There is grace in her realistic presentations of fish, butterflies, pigs, and rats. In the past, she has arranged her subjects in circular Mandala patterns. This time, she piles them in rings, mounds or drops. The imagery seems to protrude out of the canvas surface. Some are solitary, such as the spectacular single finch, frog, or goldfish centered on a white background. Others are more intricate allover patterns. She has reassembled a school of sewn and stuffed muslin fish, previously shown in a different installation last year at University at Buffalo Gallery at the Center for the Arts where she has been an MFA student. Her Spawn are now clustered on the gallery wall to mirror the painted mound and drop arrangements. They also appear to tumble forward like a waterfall.

The American philosopher, Susanne Langer, wrote: “Art is the objectification of feeling and the subjectification of nature.” Her ideas pointed to the human mind’s continuous process of meaning-making through the power of seeing one thing in terms of another. Droze transforms her Prodigal Collections into paintings that urge the mind to see new associations in nature. Without a shred of sentimentality or implied message, her titles are straightforward. Arrangement with Rats is a symphony of insect wings and bodies with a flurry of fur, pink feet and stringy tails. Her creepy crawling things become aesthetic elements that are spun into a unified whole. A mound of emerald insects called Scarabs glisten as jewels. Like Zombies who return to the world of the living, the bodies in these paintings are found curiously out of their original habitat.

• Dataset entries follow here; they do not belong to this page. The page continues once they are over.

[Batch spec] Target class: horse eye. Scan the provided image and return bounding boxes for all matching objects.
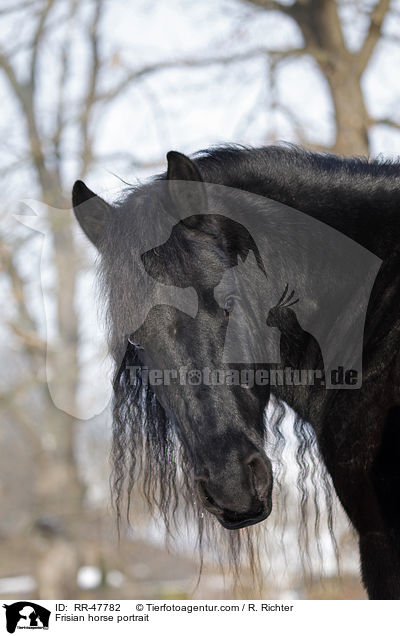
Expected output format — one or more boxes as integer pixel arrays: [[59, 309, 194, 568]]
[[128, 335, 144, 350], [224, 297, 235, 317]]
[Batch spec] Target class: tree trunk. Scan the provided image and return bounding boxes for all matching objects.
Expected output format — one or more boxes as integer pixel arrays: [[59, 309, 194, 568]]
[[291, 0, 370, 155], [320, 59, 369, 155], [248, 0, 374, 155]]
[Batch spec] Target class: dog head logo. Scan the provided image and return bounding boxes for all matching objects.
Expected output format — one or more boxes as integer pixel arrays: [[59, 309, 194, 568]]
[[2, 603, 50, 633]]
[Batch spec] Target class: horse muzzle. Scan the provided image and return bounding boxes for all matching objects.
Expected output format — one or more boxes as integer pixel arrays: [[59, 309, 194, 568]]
[[196, 450, 273, 530]]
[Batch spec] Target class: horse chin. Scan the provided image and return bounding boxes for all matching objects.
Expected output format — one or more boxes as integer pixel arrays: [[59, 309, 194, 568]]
[[216, 501, 272, 531]]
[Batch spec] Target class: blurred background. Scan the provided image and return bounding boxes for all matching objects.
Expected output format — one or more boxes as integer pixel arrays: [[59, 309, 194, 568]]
[[1, 0, 400, 600]]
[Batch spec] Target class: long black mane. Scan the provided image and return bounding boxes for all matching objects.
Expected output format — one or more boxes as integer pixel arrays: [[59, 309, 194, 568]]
[[193, 145, 400, 254]]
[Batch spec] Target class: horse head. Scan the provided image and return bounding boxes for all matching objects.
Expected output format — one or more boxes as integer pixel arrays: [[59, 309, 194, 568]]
[[72, 151, 273, 530]]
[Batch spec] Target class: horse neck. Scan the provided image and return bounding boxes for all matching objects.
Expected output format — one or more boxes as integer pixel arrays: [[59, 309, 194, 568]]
[[198, 147, 400, 427], [198, 147, 400, 260]]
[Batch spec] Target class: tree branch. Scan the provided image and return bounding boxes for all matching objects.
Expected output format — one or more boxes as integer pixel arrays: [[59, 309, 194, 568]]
[[80, 0, 104, 176], [93, 151, 163, 170], [52, 0, 79, 167], [1, 382, 44, 457], [8, 322, 46, 353], [357, 0, 391, 73], [95, 47, 307, 103], [30, 0, 56, 90], [0, 0, 62, 196], [0, 0, 41, 16], [0, 47, 50, 191], [0, 238, 38, 335], [0, 49, 26, 103], [370, 117, 400, 131], [242, 0, 294, 15]]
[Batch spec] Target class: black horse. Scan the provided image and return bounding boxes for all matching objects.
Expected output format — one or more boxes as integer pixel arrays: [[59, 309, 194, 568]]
[[72, 145, 399, 598]]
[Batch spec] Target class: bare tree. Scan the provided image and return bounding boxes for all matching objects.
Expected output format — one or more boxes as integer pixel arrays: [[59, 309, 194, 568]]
[[242, 0, 395, 154], [0, 0, 165, 597]]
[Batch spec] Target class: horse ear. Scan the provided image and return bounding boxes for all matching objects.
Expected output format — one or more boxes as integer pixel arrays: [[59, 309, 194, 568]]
[[166, 151, 208, 223], [72, 180, 111, 248]]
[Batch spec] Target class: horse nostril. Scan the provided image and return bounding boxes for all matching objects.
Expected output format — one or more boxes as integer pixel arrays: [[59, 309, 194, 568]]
[[196, 480, 221, 513], [246, 453, 271, 499]]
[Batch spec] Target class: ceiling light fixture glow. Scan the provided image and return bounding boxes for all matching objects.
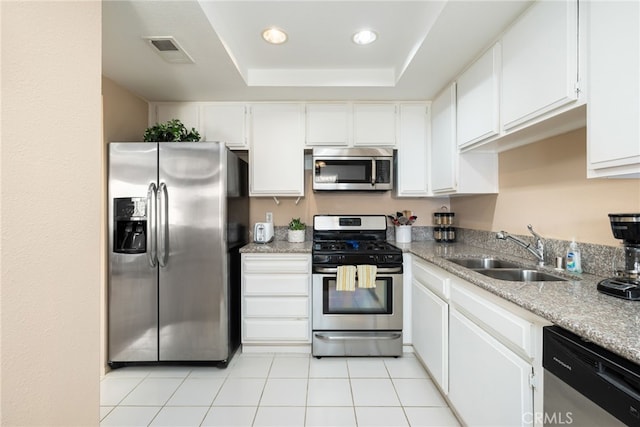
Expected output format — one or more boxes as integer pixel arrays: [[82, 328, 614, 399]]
[[352, 30, 377, 45], [262, 27, 288, 45]]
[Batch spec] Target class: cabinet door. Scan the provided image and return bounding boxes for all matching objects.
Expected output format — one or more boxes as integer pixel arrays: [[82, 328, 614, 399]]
[[154, 103, 199, 132], [249, 104, 305, 196], [243, 319, 310, 342], [587, 1, 640, 178], [305, 103, 350, 146], [201, 104, 247, 148], [430, 84, 457, 193], [353, 104, 397, 147], [449, 309, 533, 427], [501, 0, 578, 131], [412, 280, 448, 393], [395, 104, 430, 197], [457, 44, 500, 148]]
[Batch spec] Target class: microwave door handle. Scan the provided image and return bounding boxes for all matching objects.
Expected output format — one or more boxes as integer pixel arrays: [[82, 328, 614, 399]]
[[371, 159, 377, 186]]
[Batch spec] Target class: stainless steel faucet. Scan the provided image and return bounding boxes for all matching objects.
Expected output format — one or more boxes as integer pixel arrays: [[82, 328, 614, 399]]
[[496, 224, 545, 266]]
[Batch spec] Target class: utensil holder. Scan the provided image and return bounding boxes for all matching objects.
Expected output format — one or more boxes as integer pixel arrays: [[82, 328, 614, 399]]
[[395, 225, 412, 243]]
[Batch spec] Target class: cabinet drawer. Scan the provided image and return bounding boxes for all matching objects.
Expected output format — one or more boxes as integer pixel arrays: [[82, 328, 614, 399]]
[[412, 259, 449, 299], [244, 297, 309, 317], [451, 283, 534, 358], [244, 274, 309, 296], [243, 319, 310, 342], [243, 255, 310, 274]]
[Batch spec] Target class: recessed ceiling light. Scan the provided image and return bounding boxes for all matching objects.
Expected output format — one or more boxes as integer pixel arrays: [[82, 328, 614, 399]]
[[262, 27, 288, 45], [352, 30, 377, 45]]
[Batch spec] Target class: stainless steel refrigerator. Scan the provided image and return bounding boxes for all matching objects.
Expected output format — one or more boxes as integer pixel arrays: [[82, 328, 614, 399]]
[[108, 142, 248, 366]]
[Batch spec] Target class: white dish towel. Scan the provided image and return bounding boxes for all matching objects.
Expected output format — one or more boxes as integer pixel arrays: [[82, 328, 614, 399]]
[[336, 265, 356, 292], [357, 265, 377, 289]]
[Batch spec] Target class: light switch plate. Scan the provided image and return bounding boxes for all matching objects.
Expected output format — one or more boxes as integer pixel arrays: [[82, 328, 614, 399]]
[[266, 212, 273, 223]]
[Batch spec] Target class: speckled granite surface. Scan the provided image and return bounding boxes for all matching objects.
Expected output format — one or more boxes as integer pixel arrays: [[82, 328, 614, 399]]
[[399, 241, 640, 365], [240, 240, 312, 254], [238, 237, 640, 365]]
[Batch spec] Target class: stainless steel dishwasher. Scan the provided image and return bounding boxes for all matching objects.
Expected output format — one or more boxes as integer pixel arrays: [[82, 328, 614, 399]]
[[543, 325, 640, 426]]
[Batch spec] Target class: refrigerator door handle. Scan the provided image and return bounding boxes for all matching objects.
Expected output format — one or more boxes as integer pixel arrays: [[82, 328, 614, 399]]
[[147, 183, 158, 267], [157, 182, 169, 267]]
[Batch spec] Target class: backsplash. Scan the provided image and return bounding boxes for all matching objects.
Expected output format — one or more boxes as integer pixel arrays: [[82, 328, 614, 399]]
[[264, 225, 621, 277], [456, 228, 622, 277]]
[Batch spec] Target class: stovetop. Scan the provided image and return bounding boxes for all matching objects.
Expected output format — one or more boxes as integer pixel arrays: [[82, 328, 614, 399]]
[[312, 239, 403, 267], [312, 214, 403, 267], [313, 240, 400, 253]]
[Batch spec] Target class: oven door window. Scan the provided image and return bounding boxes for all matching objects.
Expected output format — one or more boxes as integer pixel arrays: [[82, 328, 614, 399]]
[[315, 159, 372, 184], [323, 276, 393, 314]]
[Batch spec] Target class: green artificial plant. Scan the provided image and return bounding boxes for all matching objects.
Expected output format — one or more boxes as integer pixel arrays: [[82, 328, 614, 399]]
[[143, 119, 201, 142], [288, 218, 306, 230]]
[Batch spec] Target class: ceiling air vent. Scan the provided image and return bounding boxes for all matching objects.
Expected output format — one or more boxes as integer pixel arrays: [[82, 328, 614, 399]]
[[143, 36, 194, 64]]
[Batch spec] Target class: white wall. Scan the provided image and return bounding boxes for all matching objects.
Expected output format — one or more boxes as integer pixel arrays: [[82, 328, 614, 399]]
[[1, 1, 101, 425]]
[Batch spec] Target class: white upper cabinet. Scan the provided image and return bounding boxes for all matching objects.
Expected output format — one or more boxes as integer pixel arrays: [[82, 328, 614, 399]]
[[248, 104, 305, 197], [305, 103, 350, 146], [153, 103, 199, 132], [456, 43, 500, 148], [200, 104, 247, 149], [587, 1, 640, 178], [353, 103, 397, 147], [395, 103, 430, 197], [431, 83, 498, 195], [431, 83, 457, 193], [501, 0, 580, 132]]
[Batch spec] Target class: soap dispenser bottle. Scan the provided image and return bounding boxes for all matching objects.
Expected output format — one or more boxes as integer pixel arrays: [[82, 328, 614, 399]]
[[566, 238, 582, 273]]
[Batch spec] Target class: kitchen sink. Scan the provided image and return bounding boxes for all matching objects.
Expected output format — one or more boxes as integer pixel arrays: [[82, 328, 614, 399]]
[[447, 257, 522, 269], [475, 268, 568, 282]]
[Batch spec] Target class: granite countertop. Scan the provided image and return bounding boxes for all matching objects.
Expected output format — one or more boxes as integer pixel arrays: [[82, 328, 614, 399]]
[[400, 241, 640, 365], [238, 240, 640, 365], [240, 241, 312, 254]]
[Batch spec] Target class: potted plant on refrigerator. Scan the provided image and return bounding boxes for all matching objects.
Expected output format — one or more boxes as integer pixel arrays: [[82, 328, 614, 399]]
[[287, 218, 306, 243], [143, 119, 201, 142]]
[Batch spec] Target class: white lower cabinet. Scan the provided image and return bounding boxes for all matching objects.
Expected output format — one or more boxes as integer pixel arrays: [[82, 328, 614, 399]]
[[449, 308, 534, 426], [411, 258, 449, 393], [410, 258, 548, 427], [448, 278, 547, 427], [241, 254, 311, 350]]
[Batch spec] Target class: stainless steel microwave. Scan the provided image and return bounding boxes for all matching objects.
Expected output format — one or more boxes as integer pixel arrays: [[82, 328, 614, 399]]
[[312, 148, 394, 191]]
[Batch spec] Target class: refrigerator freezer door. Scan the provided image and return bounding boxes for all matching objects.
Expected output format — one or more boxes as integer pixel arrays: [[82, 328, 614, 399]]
[[158, 143, 228, 361], [108, 143, 159, 362]]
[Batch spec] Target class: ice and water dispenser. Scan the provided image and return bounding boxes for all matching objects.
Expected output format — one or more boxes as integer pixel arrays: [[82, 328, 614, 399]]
[[113, 197, 147, 254]]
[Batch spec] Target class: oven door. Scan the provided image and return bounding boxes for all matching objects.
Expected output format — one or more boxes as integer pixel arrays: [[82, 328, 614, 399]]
[[312, 269, 403, 331]]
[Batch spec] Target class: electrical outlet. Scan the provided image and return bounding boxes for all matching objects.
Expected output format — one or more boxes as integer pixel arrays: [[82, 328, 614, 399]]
[[266, 212, 273, 223]]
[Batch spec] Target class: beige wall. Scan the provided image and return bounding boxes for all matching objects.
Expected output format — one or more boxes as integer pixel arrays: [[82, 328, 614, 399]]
[[250, 169, 449, 228], [450, 128, 640, 246], [102, 76, 149, 143], [1, 1, 101, 425], [101, 77, 148, 374]]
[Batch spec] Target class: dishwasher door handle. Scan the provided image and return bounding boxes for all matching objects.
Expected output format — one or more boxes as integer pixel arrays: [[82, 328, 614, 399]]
[[597, 368, 640, 402]]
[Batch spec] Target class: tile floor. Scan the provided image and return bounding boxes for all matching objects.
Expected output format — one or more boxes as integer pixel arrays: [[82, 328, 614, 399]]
[[100, 352, 460, 427]]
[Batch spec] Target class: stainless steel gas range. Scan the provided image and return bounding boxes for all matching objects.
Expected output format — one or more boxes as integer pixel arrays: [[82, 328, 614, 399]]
[[311, 215, 403, 357]]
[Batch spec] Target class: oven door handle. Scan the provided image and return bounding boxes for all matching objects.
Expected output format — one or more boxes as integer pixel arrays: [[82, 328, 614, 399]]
[[313, 266, 402, 274], [314, 332, 402, 341]]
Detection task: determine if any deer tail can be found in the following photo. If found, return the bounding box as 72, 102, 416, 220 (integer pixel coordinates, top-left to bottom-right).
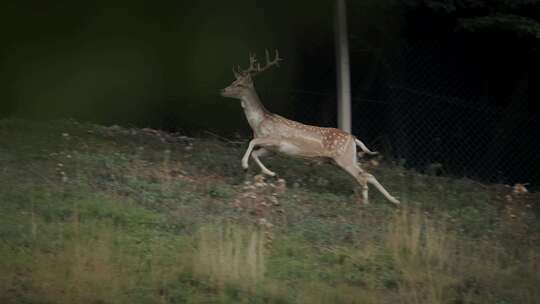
355, 138, 378, 155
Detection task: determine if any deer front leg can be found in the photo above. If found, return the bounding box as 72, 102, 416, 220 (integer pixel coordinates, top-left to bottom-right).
251, 148, 276, 176
241, 140, 257, 170
241, 138, 281, 171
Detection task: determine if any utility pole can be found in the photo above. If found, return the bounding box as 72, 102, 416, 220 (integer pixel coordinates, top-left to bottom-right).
335, 0, 352, 133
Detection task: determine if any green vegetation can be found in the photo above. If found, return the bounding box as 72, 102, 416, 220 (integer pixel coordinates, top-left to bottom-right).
0, 119, 538, 303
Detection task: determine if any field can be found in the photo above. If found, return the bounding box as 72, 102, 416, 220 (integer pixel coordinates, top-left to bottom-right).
0, 118, 539, 304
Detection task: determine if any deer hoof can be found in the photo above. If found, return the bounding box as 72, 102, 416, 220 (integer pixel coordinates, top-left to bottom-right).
242, 162, 248, 170
356, 196, 369, 205
263, 170, 276, 177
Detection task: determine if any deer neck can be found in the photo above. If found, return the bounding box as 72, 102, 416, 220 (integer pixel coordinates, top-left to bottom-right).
240, 89, 268, 130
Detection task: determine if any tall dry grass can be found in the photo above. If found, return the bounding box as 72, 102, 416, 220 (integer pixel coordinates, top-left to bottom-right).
387, 208, 460, 304
192, 223, 386, 303
194, 223, 266, 291
31, 227, 125, 303
26, 217, 188, 304
386, 207, 540, 304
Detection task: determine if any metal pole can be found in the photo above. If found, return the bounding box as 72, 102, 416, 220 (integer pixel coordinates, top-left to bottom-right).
335, 0, 352, 133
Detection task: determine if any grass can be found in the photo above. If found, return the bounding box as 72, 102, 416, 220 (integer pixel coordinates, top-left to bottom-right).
0, 118, 539, 303
194, 224, 266, 291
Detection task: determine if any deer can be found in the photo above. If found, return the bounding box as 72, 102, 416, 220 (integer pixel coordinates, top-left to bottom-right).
220, 50, 400, 205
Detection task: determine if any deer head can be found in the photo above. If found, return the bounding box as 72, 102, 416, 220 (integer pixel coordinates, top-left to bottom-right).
221, 49, 281, 99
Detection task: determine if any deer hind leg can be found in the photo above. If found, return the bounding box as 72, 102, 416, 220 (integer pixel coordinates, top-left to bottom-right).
336, 161, 400, 205
337, 162, 370, 204
333, 151, 371, 204
362, 173, 400, 205
251, 148, 276, 176
333, 145, 399, 205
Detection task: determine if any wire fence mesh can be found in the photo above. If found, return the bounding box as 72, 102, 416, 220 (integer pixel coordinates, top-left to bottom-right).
285, 42, 540, 189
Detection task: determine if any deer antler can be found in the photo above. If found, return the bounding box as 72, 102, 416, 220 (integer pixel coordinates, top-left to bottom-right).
237, 49, 281, 77
232, 66, 241, 79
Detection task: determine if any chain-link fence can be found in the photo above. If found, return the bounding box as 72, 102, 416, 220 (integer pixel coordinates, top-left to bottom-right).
287, 42, 540, 189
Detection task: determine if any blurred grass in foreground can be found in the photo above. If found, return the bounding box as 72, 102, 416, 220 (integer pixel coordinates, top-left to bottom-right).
0, 119, 539, 303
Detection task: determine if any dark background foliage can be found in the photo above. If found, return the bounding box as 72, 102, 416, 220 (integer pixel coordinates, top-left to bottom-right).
1, 0, 539, 185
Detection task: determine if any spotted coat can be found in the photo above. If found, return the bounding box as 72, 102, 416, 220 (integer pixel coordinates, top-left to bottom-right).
255, 113, 354, 158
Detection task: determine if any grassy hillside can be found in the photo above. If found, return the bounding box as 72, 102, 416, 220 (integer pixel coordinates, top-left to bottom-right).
0, 118, 539, 304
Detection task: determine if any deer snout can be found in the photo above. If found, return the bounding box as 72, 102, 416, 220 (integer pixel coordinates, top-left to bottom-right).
220, 87, 237, 98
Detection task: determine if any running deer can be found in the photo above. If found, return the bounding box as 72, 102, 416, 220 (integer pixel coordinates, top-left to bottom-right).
220, 50, 400, 205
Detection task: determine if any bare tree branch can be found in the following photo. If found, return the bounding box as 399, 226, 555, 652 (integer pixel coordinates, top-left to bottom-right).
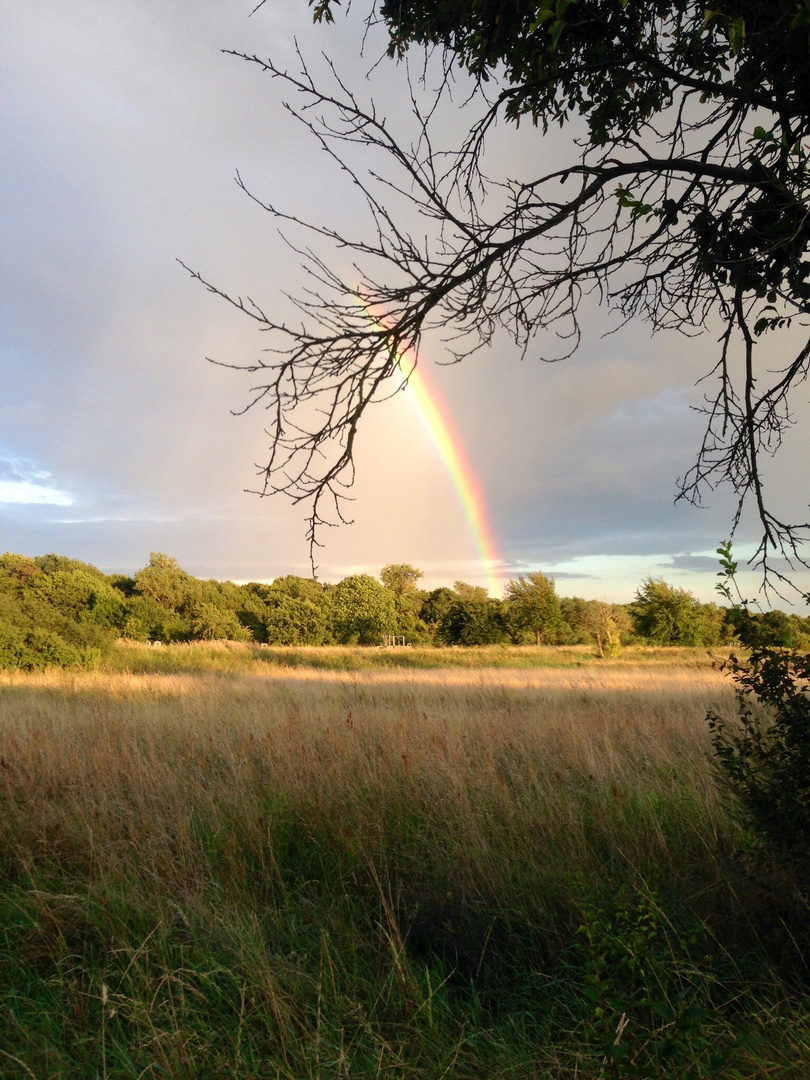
187, 5, 810, 592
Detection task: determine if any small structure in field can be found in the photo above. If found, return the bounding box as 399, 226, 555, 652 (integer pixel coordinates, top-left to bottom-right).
382, 634, 407, 647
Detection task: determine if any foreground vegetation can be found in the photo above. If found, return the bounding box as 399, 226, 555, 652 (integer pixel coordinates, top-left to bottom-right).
3, 660, 810, 1077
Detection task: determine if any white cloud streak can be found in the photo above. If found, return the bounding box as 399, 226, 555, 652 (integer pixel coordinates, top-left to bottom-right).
0, 480, 73, 507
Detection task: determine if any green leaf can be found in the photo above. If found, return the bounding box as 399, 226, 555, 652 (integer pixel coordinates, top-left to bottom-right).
549, 18, 565, 49
728, 15, 746, 54
680, 1006, 713, 1022
309, 0, 338, 24
529, 5, 556, 32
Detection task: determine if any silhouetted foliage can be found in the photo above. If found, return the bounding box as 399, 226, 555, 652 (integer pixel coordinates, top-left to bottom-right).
708, 539, 810, 917
710, 647, 810, 896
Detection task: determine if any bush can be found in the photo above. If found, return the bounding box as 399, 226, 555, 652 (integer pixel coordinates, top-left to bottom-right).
190, 602, 252, 642
728, 608, 810, 649
119, 594, 191, 643
708, 646, 810, 895
0, 621, 46, 670
0, 617, 99, 671
30, 567, 127, 630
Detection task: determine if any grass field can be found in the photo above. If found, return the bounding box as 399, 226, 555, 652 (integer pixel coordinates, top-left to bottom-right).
106, 640, 728, 675
2, 648, 809, 1077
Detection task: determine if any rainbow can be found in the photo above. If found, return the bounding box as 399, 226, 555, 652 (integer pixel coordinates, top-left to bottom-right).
356, 302, 506, 596
398, 358, 506, 597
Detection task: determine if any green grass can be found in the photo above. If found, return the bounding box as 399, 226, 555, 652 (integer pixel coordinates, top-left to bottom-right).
1, 664, 807, 1077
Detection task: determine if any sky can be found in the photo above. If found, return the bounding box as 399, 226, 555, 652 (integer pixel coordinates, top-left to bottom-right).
3, 0, 809, 605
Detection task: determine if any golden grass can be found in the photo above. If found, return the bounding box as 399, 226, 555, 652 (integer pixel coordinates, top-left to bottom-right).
106, 639, 732, 675
0, 661, 737, 915
3, 660, 806, 1078
0, 654, 731, 692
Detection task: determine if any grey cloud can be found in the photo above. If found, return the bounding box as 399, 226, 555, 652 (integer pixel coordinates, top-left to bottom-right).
501, 487, 734, 563
666, 555, 724, 574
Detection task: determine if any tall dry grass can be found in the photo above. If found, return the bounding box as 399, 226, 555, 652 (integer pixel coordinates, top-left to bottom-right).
1, 664, 735, 909
1, 663, 806, 1077
106, 639, 729, 675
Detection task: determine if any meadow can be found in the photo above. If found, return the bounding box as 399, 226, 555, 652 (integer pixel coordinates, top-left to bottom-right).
106, 640, 726, 675
2, 647, 809, 1078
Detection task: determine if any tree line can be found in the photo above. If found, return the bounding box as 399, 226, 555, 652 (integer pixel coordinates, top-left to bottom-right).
1, 550, 809, 671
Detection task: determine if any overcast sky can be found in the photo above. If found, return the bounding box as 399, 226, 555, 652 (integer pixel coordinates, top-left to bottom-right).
3, 0, 808, 604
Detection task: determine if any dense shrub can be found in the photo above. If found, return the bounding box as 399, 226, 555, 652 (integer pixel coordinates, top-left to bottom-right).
263, 594, 332, 645
709, 647, 810, 895
632, 578, 725, 646
1, 545, 806, 669
119, 594, 191, 642
729, 608, 810, 649
438, 596, 508, 645
30, 567, 128, 630
0, 555, 113, 669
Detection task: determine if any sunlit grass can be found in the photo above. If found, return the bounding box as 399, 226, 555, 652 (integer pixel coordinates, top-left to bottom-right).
1, 661, 807, 1077
106, 638, 729, 676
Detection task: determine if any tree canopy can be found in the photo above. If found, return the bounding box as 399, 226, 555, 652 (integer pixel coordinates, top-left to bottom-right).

The Goldfinch has gained new popularity as the subject of a painting in Donna Tartt’s bestselling novel. Droze’s “Finch” is also the subject of a painting, but it is without twittering songster potential. Just as all the others in her banquet of specimens, it remains still and lifeless. The artist explores our culture’s fascination with death and the tendency to seek domination over nature. Although the subjects of these works show no signs of life, they also reveal no visible decay. They seem to be frozen in time to make us look—and wonder.

The exhibition remains on view at through August 8.